Kebebasan vs Kebahagiaan
Untuk mencapai bahagia, kadang orang tidak bebas. Lihatlah para ulama yang dipenjara, tapi mereka tetap bahagia. Hamka dan ulama-ulama Masyumi yang dipenjara di era Orde Lama, mereka bahagia meski tercerabut ‘hak kebebasannya’. Mereka bahagia sehingga bisa menulis buku di dalam kerangkeng. Begitu juga tokoh yang lain, seperti Ibnu Taimiyah dan Sayid Qutb.
Bagi seorang Muslim, untuk mencapai bahagia -bukanlah ia bebas atau tidak- tapi sejauh mana ia bisa menaati Allah dan RasulNya (takwa). Seorang Muslim ingin bahagia, bukan hanya di dunia ini tapi juga setelah dunia ini berakhir (kiamat). Ia merasa bahagia kalau taqwa dan sedih/sengsara kalau mendurhakaiNya.
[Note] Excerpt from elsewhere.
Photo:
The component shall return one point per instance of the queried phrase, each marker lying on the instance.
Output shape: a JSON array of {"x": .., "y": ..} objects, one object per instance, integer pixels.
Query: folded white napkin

Al-Qur’an menyatakan, “Barangsiapa taat kepada Allah dan RasulNya maka, ia berada dalam kemenangan yang besar (bahagia di atas bahagia).” (QS. al Ahzab 71)
Banyak ayat Al-Qur’an atau Hadits Rasulullah yang menyatakan bahwa perbuatan dosa menyebabkan hati yang keruh, alias menyebabkan ketidakbahagiaan.
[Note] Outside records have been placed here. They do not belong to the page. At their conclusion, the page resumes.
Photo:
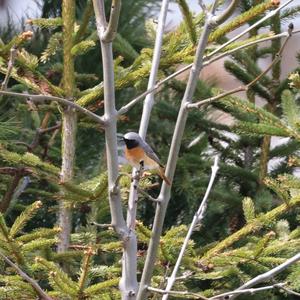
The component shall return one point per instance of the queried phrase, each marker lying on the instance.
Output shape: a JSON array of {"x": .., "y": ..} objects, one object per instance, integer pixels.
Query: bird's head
[{"x": 132, "y": 140}]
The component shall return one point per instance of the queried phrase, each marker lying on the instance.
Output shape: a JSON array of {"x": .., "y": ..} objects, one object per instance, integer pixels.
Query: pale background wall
[{"x": 18, "y": 9}]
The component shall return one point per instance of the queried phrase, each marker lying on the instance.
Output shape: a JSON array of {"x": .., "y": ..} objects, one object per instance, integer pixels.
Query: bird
[{"x": 138, "y": 150}]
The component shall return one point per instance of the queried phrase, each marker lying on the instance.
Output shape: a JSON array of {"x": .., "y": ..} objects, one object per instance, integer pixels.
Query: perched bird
[{"x": 138, "y": 150}]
Kalau dilihat dari kacamata Barat, maka kaum Muslim penuh dengan ketidakbebasan. Lihatlah hidupnya terikat dengan hukum-hukum Islam: mubah, makruh, haram, sunnah, wajib. Tidak ada aspek kehidupan yang keluar dari lima hukum itu.
Di Barat, atau selain agama Islam, tidak ada hukum yang lima itu (ahkamul khamsah). Mereka dalam hidup hanya mengandalkan akal, perasaan atau nafsu belaka. Sehingga jangan heran, kemudian di Barat timbul hal-hal yang aneh: banyak perempuan tidak perawan lagi di usia 15 tahunan, LGBT menjamur, pelacuran dimana-mana, riba/bunga Bank menjadi budaya, tipu menipu hal yang biasa dan seterusnya.
Bila demikian, apa makna kebebasan dalam Islam? Kebebasan dalam Islam, adalah bebas dalam penyembahan kepada makhluk. Bebas dari jeratan syetan/Iblis dan terutama bebas dari api neraka di akhirat nanti. Bebas dalam mengritik penguasa. Bebas melakukan amar makruf nahi mungkar. Bebas berhubungan langsung dengan Allah, tanpa perantara manusia (pendeta).
Kebebasan ini bila direnungkan, maka di dunia ini sebenarnya tidak ada manusia yang bebas. Kita lihat indera kita. Mata kita misalnya, kalau kita bebaskan ia melihat segala hal, termasuk pornografi, maka ‘akhlak kita bisa menjadi rusak’. Tangan kita, kalau kita bebaskan berulah mencuri atau membunuh misalnya, maka menimbulkan problem. Dan seterusnya.
Mata kita juga terbatas hanya bisa melihat ketika ada cahaya, atau hanya mampu melihat beberapa meter saja. Begitu juga telinga kita, hanya mampu mendengar dalam frekwensi tertentu. Tubuh kita makin tua makin tidak bebas dengan makanan yang masuk.
Manusia justru bisa bahagia, kalau bisa mengendalikan indera yang dimilikinya (alias tidak bebas). Syariat Islam mengatur tubuh dan indera kita agar bahagia. Maka syariat itu berfungsi menjaga agama, akal, jiwa, keturunan, dan harta.
Permasalahannya, kadang kaum Muslim sendiri ‘berlebihan’ dalam menggariskan syariat. Misalnya mengharuskan cadar, jilbab syar’i (padahal jilbab itu sudah syar’i, sebagaimana tidak ada istilah shalat syar’i), wajib jenggot, haram musik dan seterusnya.
Walhasil, kebebasan seringkali merusak, bukan membangun manusia. Bebas minum apa saja, termasuk minuman keras, maka akal menjadi rusak. Bebas hubungan seks apa saja, termasuk zina/gay/lesbian maka kehidupan menjadi rusak. Bebas membunuh siapa saja -dengan perlombaan senjata dan meluncurkan slogan kalau ingin damai harus siap perang- menjadikan rusak perdamaian dunia. Bebas menggambar apa saja –termasuk pornografi dan karikatur Nabi- menyebabkan rusak moral dan kehidupan (keluarga). Bebas berkarya, akhirnya muncul produk pornografi dan game-game yang merusak anak-anak. Bebas berpakaian, menyebabkan banyaknya pakaian semi telanjang dan perzinahan.